Prima che ai genitori, la vittima è riuscita a trovare il coraggio di confidarsi con le sue compagne di classe rivelando l’incubo in cui era caduta.

La studentessa, insieme ai genitori e all’insegnante, si è presentata dai carabinieri della compagnia di San Lorenzo. Ha rivissuto l’inferno in cui era piombata lo scorso novembre quando si era fidanzata con uno studente del quinto anno. Il giovane con insistenza le avrebbe chiesto una foto con addosso solo l’intimo. Lei si è rifiutata. Lui ha continuato ad insistere e alla fine lei ha ceduto.

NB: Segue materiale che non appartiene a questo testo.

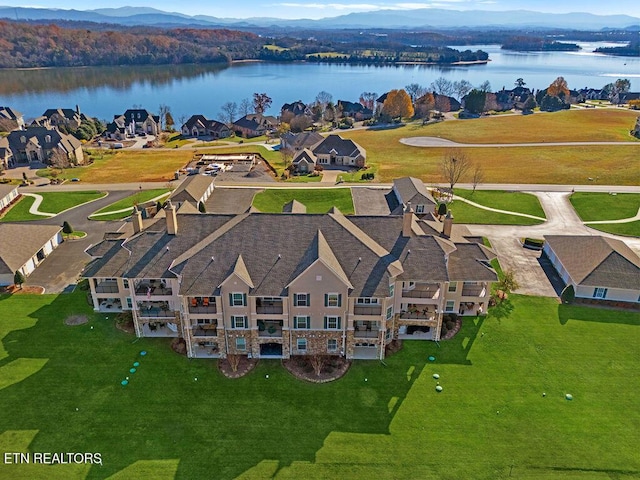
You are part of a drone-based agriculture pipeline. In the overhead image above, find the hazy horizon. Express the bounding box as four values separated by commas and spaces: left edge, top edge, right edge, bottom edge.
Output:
8, 0, 638, 19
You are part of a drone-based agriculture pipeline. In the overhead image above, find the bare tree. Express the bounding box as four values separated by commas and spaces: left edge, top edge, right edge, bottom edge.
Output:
429, 77, 454, 96
471, 163, 484, 193
253, 93, 273, 114
220, 102, 238, 125
238, 98, 253, 117
360, 92, 378, 111
158, 103, 171, 130
404, 83, 427, 103
442, 148, 471, 192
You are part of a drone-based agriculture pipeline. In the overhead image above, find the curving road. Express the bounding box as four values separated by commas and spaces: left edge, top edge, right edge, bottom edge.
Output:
400, 137, 640, 148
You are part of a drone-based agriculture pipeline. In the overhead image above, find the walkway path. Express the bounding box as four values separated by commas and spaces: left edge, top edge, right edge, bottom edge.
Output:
400, 137, 640, 148
23, 193, 57, 217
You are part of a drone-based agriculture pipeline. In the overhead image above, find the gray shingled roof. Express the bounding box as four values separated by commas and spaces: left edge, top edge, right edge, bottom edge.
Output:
393, 177, 436, 205
169, 175, 213, 203
0, 223, 62, 273
545, 235, 640, 290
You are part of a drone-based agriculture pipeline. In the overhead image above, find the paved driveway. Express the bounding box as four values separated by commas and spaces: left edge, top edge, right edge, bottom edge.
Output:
21, 191, 135, 293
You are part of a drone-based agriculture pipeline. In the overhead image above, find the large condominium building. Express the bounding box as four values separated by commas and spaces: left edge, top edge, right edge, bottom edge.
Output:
84, 197, 497, 358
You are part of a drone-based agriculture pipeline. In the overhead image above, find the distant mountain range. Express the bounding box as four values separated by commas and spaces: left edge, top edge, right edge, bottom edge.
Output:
0, 6, 640, 30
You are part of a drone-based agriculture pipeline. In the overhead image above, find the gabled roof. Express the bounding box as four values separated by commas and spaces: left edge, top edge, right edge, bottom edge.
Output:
0, 223, 62, 274
311, 134, 367, 157
545, 235, 640, 290
393, 177, 436, 206
169, 175, 214, 203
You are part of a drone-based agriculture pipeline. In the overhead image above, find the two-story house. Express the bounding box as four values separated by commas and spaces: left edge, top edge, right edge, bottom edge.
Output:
84, 198, 496, 358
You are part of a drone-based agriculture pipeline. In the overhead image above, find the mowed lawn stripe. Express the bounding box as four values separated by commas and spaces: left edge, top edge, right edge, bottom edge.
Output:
253, 188, 354, 214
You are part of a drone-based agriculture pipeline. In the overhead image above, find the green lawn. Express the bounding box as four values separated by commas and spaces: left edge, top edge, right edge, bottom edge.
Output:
569, 192, 640, 222
253, 188, 354, 214
454, 188, 547, 218
39, 191, 106, 213
588, 220, 640, 237
0, 196, 41, 222
449, 200, 542, 225
0, 292, 640, 480
89, 188, 170, 220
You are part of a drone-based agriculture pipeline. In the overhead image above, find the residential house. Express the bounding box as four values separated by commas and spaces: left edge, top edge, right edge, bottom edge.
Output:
0, 223, 62, 286
291, 135, 367, 172
180, 115, 231, 139
543, 235, 640, 309
169, 175, 214, 207
0, 107, 24, 132
84, 202, 497, 359
338, 100, 373, 122
31, 105, 89, 130
392, 177, 436, 217
0, 183, 20, 213
280, 132, 324, 152
0, 126, 84, 167
105, 108, 161, 140
233, 113, 278, 138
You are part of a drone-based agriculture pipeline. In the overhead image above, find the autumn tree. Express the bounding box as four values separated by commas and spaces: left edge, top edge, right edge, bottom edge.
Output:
547, 77, 569, 98
404, 83, 427, 103
253, 93, 273, 114
220, 102, 238, 125
382, 90, 414, 119
359, 92, 378, 111
441, 148, 471, 191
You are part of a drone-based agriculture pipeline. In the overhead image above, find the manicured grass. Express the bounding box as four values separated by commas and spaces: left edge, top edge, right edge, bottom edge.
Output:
0, 196, 41, 222
253, 188, 354, 214
90, 188, 170, 220
569, 192, 640, 222
587, 220, 640, 237
449, 200, 542, 225
454, 188, 547, 218
341, 111, 640, 185
38, 191, 106, 213
0, 292, 640, 480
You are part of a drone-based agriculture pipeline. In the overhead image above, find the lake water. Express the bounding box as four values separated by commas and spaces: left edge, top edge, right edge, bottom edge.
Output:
0, 42, 640, 122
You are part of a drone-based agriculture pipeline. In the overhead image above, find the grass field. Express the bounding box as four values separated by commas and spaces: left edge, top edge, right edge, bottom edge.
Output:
341, 110, 640, 185
0, 196, 41, 222
89, 188, 170, 220
454, 188, 546, 218
38, 191, 106, 213
253, 188, 354, 214
0, 292, 640, 480
569, 192, 640, 222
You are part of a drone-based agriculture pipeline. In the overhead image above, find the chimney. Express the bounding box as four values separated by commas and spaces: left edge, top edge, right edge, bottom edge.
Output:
165, 200, 178, 235
402, 202, 413, 237
131, 205, 142, 234
442, 210, 453, 238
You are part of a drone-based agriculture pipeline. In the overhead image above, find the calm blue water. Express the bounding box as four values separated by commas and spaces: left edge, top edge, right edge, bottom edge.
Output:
0, 43, 640, 123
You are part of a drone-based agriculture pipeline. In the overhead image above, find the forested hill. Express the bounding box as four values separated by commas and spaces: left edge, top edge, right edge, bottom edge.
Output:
0, 21, 263, 68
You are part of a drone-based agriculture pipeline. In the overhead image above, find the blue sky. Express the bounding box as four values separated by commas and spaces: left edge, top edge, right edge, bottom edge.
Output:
17, 0, 640, 18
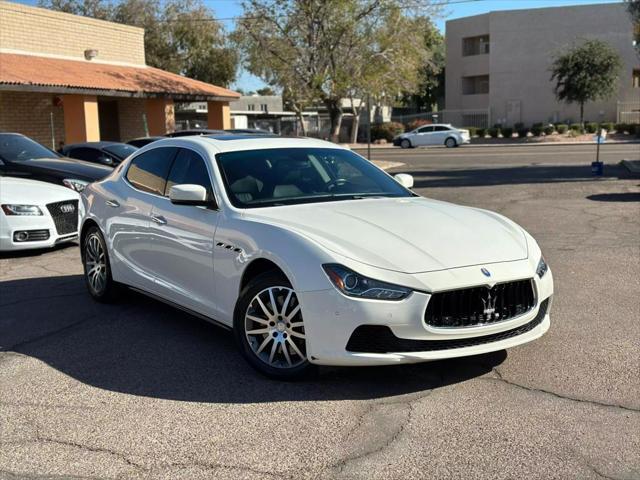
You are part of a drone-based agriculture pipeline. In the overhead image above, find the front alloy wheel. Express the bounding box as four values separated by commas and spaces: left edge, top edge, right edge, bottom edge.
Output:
234, 273, 311, 379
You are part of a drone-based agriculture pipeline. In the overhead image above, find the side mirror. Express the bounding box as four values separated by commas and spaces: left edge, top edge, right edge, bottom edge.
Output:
393, 173, 413, 189
169, 183, 215, 207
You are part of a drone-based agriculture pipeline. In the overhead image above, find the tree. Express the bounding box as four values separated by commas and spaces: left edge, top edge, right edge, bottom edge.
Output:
551, 40, 622, 123
39, 0, 238, 86
626, 0, 640, 55
235, 0, 440, 141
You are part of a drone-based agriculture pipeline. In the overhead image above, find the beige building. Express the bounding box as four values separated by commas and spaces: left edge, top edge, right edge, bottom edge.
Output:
0, 0, 240, 147
445, 3, 640, 126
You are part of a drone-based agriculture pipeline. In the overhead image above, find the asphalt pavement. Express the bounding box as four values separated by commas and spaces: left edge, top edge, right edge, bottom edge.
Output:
0, 144, 640, 479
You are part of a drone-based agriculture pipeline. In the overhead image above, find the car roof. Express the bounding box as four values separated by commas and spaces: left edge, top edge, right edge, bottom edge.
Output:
144, 135, 349, 153
62, 141, 126, 149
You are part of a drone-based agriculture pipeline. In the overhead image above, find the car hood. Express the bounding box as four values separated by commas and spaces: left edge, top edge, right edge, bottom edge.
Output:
247, 197, 527, 273
22, 158, 113, 182
0, 177, 80, 205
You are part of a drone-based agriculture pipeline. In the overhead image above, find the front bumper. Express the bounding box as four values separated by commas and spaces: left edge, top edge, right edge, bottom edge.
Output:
0, 213, 78, 251
299, 264, 553, 366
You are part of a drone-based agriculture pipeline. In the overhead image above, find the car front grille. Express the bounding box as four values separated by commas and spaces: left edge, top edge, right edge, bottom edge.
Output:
347, 299, 549, 353
424, 279, 535, 328
47, 200, 78, 235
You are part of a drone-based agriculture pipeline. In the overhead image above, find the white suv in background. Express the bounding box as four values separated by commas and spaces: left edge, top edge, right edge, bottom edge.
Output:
393, 123, 470, 148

Una volta inviate le immagini sono iniziati i ricatti via chat. Tutto materiale finito nelle indagini insieme alle foto. Lo studente le ha chiesto un rapporto sessuale. Se non avesse acconsentito la sua foto sarebbe stata condivisa sui social. La giovanissima vittima, sarebbe stata costretta ad avere rapporti prima in un parcheggio nella zona di Corso Calatafimi poi tra i viali dell’ex manicomio di via Gaetano La Loggia.

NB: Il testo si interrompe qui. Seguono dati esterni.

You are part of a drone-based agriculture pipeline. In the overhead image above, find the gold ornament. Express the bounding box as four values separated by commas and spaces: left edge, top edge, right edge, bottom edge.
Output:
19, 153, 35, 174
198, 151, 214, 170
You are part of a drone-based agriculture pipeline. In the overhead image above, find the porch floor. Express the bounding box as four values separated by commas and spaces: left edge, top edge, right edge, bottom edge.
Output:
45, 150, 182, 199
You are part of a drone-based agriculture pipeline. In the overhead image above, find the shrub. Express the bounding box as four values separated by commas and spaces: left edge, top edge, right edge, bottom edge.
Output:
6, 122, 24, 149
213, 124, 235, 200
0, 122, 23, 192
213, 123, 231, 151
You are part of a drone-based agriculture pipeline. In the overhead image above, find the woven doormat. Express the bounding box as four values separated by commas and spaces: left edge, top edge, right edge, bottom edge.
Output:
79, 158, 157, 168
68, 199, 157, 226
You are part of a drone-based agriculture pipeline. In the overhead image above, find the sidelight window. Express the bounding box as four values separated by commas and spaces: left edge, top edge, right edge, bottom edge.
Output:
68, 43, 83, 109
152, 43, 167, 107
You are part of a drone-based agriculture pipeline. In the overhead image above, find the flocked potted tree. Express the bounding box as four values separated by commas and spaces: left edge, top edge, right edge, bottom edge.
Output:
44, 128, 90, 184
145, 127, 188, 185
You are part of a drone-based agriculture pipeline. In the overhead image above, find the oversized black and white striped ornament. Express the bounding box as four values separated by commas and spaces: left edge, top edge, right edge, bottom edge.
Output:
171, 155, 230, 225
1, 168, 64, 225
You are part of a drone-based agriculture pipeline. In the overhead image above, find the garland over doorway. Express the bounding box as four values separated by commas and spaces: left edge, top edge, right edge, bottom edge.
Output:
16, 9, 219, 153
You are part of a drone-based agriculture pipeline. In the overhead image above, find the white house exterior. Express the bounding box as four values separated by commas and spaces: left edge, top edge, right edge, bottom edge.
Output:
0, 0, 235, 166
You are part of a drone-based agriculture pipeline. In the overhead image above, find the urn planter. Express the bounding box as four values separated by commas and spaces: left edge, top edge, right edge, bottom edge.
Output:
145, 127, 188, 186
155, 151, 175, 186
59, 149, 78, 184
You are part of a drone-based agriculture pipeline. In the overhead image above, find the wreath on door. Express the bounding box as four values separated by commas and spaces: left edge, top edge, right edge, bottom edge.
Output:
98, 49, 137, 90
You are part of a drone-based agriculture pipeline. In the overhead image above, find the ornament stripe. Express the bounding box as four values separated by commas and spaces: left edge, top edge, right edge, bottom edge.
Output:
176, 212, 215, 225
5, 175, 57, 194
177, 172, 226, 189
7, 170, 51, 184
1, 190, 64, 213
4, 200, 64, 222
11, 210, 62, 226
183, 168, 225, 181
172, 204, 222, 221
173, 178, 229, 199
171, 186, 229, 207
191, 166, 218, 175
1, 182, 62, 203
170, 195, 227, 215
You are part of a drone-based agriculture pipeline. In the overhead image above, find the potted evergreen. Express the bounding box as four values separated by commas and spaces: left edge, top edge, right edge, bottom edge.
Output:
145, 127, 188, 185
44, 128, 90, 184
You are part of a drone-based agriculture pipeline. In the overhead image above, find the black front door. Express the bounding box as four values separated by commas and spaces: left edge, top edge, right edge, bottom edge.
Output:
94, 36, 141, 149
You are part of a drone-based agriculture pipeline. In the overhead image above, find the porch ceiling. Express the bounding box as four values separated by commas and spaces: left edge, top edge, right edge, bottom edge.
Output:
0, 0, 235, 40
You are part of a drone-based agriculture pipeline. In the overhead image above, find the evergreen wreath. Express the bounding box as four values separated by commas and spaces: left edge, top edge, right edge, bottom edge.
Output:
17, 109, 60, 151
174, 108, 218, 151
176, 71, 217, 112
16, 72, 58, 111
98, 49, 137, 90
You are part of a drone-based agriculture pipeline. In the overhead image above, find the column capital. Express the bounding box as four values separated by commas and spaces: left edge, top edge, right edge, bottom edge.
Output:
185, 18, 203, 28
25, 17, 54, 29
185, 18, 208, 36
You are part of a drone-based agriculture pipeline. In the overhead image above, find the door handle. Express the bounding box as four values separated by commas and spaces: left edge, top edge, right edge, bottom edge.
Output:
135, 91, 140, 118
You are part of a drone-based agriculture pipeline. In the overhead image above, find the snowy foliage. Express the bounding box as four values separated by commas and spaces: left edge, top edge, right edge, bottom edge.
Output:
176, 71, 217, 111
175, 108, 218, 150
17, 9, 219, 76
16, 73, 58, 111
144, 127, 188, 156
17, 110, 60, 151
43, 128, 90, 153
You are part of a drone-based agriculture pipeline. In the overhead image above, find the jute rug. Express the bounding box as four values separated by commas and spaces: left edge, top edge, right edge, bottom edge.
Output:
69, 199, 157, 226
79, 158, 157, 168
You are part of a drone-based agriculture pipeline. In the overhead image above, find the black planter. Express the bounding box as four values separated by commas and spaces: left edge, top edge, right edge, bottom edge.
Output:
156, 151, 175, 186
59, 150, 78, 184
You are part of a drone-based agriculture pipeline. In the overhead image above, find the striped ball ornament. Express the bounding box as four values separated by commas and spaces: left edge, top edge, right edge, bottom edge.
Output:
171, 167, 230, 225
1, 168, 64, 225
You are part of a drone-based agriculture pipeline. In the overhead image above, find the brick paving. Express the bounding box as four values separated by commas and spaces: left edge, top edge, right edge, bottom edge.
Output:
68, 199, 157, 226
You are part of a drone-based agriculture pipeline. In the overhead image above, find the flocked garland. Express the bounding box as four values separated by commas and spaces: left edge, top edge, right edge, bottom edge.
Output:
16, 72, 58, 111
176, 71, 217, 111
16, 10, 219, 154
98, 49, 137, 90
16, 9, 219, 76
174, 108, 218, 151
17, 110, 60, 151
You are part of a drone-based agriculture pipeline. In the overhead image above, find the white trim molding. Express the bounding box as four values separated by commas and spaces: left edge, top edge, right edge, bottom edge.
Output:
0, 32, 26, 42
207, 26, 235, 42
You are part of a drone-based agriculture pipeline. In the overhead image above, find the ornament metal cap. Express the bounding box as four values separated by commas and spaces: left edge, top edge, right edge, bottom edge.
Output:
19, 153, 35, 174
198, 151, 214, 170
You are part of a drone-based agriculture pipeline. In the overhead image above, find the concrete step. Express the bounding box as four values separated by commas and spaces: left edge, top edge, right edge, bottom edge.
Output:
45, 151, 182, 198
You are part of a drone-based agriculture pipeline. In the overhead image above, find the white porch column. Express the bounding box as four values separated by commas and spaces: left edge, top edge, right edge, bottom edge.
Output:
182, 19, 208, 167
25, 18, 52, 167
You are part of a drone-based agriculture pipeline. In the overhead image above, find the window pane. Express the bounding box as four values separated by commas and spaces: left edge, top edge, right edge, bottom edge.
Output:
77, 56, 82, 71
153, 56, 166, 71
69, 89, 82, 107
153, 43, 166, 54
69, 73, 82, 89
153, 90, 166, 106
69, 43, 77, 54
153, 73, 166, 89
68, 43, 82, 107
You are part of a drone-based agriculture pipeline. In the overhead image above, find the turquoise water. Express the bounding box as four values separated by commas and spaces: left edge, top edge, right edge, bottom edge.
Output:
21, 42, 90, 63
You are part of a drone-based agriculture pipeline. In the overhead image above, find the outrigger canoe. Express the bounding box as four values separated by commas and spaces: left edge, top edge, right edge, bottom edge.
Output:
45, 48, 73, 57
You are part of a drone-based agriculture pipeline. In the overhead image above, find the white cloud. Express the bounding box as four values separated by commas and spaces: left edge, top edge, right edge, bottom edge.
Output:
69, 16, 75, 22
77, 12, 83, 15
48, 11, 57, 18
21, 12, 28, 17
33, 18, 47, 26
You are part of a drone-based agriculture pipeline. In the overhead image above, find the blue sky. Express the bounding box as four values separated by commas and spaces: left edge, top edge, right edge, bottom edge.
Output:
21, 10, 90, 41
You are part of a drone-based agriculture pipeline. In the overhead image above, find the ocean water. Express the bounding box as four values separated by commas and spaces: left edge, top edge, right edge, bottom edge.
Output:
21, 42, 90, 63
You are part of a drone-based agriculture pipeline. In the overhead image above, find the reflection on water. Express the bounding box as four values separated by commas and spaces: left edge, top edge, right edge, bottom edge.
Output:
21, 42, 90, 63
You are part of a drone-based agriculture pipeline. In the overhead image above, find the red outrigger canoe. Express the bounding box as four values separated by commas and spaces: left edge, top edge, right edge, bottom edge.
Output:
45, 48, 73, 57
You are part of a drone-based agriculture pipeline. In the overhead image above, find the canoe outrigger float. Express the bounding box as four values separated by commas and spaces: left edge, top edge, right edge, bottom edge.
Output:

Al secondo appuntamento sarebbero stati in tre a turno a violentarla. Il suo presunto aguzzino avrebbe chiamato altri due compagni dello stesso istituto anche loro di 19 anni. I carabinieri dopo le indagini coordinate dal procuratore aggiunto Annamaria Picozzi, dai sostituti Giorgia Righi e Sergio Mistritta, i pubblici ministeri del gruppo che si occupa dei reati che colpiscono le fasce deboli, sono andati a casa dei tre e li hanno arrestati. Hanno notificato loro un’ordinanza di custodia ai domiciliari firmata dal gip.

Gli studenti, accusati di violenza sessuale, nel corso dell’interrogatorio si sono avvalsi della facoltà di non rispondere. Non hanno detto nulla sulla vicenda. Gli indagati appartengono, come hanno accertato gli investigatori, a famiglie di impiegati che non hanno mai avuto precedenti con la giustizia. Le cosiddette famiglie “normali”.

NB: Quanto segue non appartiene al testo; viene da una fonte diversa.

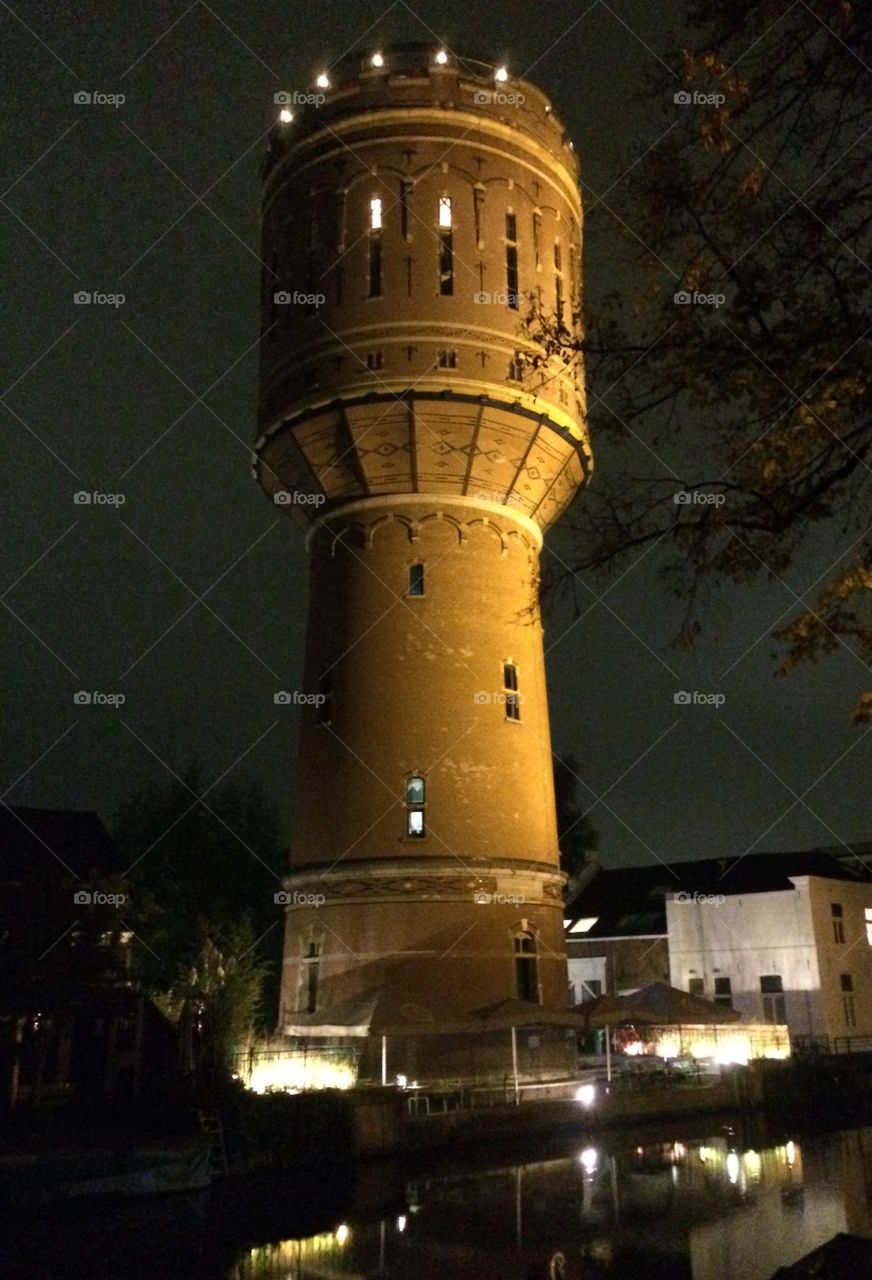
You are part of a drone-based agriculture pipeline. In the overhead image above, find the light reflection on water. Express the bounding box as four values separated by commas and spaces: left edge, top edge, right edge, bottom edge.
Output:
0, 1129, 872, 1280
237, 1130, 872, 1280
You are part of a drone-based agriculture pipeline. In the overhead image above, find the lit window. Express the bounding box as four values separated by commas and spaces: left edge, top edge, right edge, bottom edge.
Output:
513, 932, 539, 1004
406, 773, 424, 838
506, 214, 520, 311
503, 662, 521, 721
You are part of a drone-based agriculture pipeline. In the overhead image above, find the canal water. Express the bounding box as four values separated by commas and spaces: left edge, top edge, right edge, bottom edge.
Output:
6, 1121, 872, 1280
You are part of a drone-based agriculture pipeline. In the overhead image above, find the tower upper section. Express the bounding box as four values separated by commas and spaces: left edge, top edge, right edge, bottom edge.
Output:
255, 45, 590, 529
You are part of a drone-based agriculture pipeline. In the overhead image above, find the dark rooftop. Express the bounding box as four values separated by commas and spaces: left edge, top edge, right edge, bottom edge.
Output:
563, 849, 872, 942
0, 804, 124, 881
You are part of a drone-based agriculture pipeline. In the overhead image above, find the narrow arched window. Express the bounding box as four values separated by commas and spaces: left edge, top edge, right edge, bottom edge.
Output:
513, 929, 539, 1005
406, 773, 426, 840
300, 938, 321, 1014
439, 196, 455, 297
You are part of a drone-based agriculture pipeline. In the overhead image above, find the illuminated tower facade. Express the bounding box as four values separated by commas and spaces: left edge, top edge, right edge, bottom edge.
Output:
255, 45, 590, 1029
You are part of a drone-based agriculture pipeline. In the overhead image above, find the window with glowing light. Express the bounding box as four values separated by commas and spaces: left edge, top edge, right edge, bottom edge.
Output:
367, 196, 382, 298
503, 662, 521, 721
506, 214, 520, 311
406, 773, 425, 840
438, 196, 455, 297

“E’ stata fondamentale la denuncia – dice spiega il capitano Andrea Senes che ha condotto le indagini -. La difficoltà per la vittima sta nel senso di vergogna, di ansia e di paura che si ingenera quando si subisce questo tipo di ricatto e questo tipo di violenze, perché si ha paura del giudizio. Sicuramente le forze dell’ordine e noi carabinieri in primis non abbiamo un approccio giudicante noi siamo qui per aiutare chi si trova in queste situazioni e denunciare serve a prevenire per rifuggire a questo tipo di fenomeni e di dinamiche”.